The film is also reviewed at Archaeoporn .
[More blog entries about archaeology, clovis, film, review; arkeologi, USA, film, recension.]
- Log in to post comments
I just don't understand!!! If you manage to actually get a budget to do a documentary, why all the cheesy, pathetic pandering to baseless speculations, and time wasted with stupid scenes? I know it's not easy to make good films, but why not demand some kind of basic level of competence from the filmmakers?
It's annoying that the Solutrean hypothesis (wild conjecture more like it) is given so much time. Let's be honest, even if the people supporting this idea aren't racist, the popularity of it is based solely in a deep emotional wish of involving europeans in the peopling of the Americas. Similar looking stone objects appear again and again across the world, for functional reasons. Manufacturing sequence and other aspects of material culture have to be taken into consideration, or it is not archaeology - just mix and match.
At least Emmerich's fantasy version had some kicking good mammoth hunting scenes...
Maybe they thought they would emphasize the controversial theory in hopes of better ratings? Thanks for saving me the time to watch it...
Hey Martin, long time no see. I'm glad you are up to lots of interesting stuff.
I never could buy the Solutrean stuff either, but a couple of years ago Stanford was one of the Stigler series lecturers at the University of Arkansas, Fayetteville. As I recall his main points:
1)after working in Alaska, looking for Paleo, he found none. Earliest dates obtained were on order 10,000-11,000 BP
2)Clovis dates are oldest in the New England to Virginia area, get more recent into South and even more so onto Plains and most recent in the north into Prairie Provinces.
3)each early (15,000, 20,000, 40,000...) date has been done away with by special pleading--say coal or humate contamination at Meadowcroft--but they continue to pile up and so it is harder to discout a large collection than scattered individuals.
4) they (proto-French/Spanish) had needles, therefore they had umiaks. okey, that last one is pretty hard to buy.
When I got home, I pulled down my few European textbooks, and didn't see any real resemblance with North American Paleoindian assemblages, but, the Azillian (spelling?) assemblages of 17,000-15,000 do look a lot more like Clovis. Of course, these are generic resemblances, but they carry across the whole toolkit.
hello,
Regarding Dennis Stanford, I am an anthropology student and had done a project on paleoindian origins, long story short: Stanford's theory, is it well accepted or is he the only one who thinks there is a solutrean connection? Also given all the anti clovis first stuff that has come out latley.
The Solutrean hypothesis is a small minority position, and it has not gained market share over time.

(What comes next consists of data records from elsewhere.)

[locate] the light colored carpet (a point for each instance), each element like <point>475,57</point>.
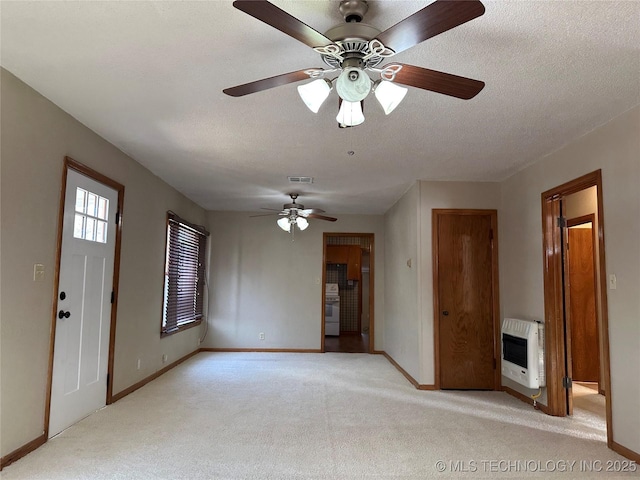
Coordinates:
<point>315,416</point>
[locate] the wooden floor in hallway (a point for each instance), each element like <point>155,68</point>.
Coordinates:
<point>347,343</point>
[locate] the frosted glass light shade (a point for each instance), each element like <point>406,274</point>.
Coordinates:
<point>350,114</point>
<point>389,95</point>
<point>284,224</point>
<point>302,223</point>
<point>314,94</point>
<point>353,84</point>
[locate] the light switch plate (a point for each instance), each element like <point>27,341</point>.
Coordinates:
<point>38,272</point>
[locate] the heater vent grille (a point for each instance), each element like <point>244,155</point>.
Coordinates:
<point>300,179</point>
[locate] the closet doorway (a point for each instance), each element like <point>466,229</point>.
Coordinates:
<point>575,287</point>
<point>347,293</point>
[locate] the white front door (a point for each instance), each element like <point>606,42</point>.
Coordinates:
<point>81,347</point>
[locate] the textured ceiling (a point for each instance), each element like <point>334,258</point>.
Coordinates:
<point>148,77</point>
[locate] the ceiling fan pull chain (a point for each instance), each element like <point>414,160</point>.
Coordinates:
<point>331,50</point>
<point>377,49</point>
<point>319,72</point>
<point>390,71</point>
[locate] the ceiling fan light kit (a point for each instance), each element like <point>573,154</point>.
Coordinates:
<point>389,95</point>
<point>353,49</point>
<point>294,215</point>
<point>350,114</point>
<point>315,93</point>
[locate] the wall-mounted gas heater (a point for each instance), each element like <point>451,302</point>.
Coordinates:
<point>523,352</point>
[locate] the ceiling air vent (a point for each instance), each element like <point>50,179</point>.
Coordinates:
<point>300,179</point>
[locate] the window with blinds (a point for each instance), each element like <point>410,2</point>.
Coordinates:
<point>183,275</point>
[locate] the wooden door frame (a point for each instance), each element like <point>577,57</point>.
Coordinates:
<point>71,164</point>
<point>493,214</point>
<point>553,294</point>
<point>574,222</point>
<point>371,237</point>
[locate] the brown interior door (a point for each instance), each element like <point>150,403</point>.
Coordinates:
<point>465,301</point>
<point>585,351</point>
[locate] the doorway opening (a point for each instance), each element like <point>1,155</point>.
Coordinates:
<point>575,292</point>
<point>347,294</point>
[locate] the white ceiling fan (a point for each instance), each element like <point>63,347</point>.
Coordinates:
<point>295,215</point>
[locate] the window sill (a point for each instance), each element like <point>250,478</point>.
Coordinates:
<point>181,328</point>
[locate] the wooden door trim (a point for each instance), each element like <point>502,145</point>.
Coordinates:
<point>71,164</point>
<point>574,222</point>
<point>552,272</point>
<point>371,237</point>
<point>493,214</point>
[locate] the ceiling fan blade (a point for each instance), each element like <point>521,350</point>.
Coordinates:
<point>440,82</point>
<point>432,20</point>
<point>267,83</point>
<point>308,211</point>
<point>279,19</point>
<point>321,217</point>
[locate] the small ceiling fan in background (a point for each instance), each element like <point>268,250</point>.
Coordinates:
<point>295,215</point>
<point>353,48</point>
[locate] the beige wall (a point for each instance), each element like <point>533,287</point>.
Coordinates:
<point>36,136</point>
<point>614,148</point>
<point>402,321</point>
<point>409,334</point>
<point>261,281</point>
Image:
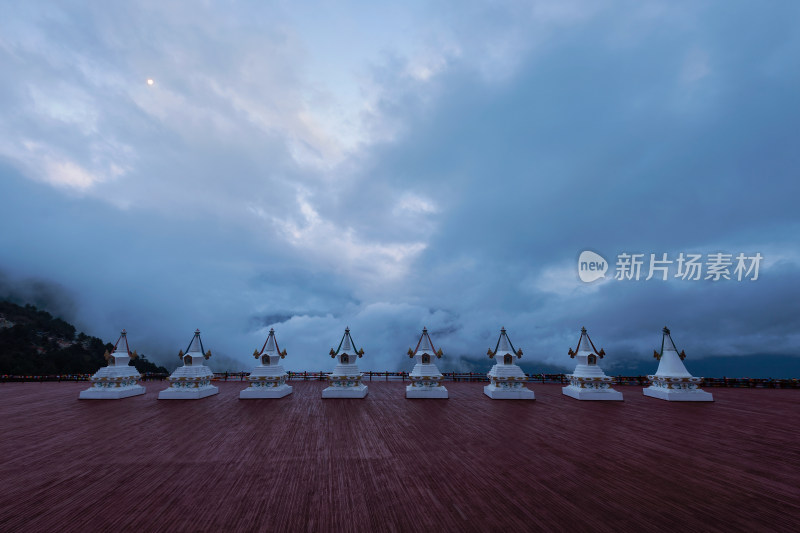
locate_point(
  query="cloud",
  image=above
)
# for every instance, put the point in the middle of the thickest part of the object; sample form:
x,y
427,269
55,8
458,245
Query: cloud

I could not believe my ears when the speaker for "Journey to 10,000 B.C." explains that "Buckminster Fullerine" was discovered by Buckminster Fuller. How the heck did that happen, I ask? Buckminster Fuller -- who worked with geodesic concepts, not nanotechnology -- was already dead for two years when "Fullerine" (or to be exact C60) was created for the first time. Do History Channel people perhaps use seances, who then explained how to do this to Scott? If such a gigantic blunder could slip into this badly written mess, what else is false?
An arrival in the American heartland from Asia would have been virtually impossible prior to the Bolling interstadial ca. 14000 years ago, yet we have heavy evidence that the Americas were settled before then. Some version of the Solutrean hypothesis therefore seems the only viable alternative. Beyond that, the chronology fits neatly. The Solutrean ran from ca. 21,000 to about 16,000 BP, and proto-Clovis work shows up at Cactus Hill about 18,000 BP (See Roots of Cataclysm, Algora Publ.NY 2009).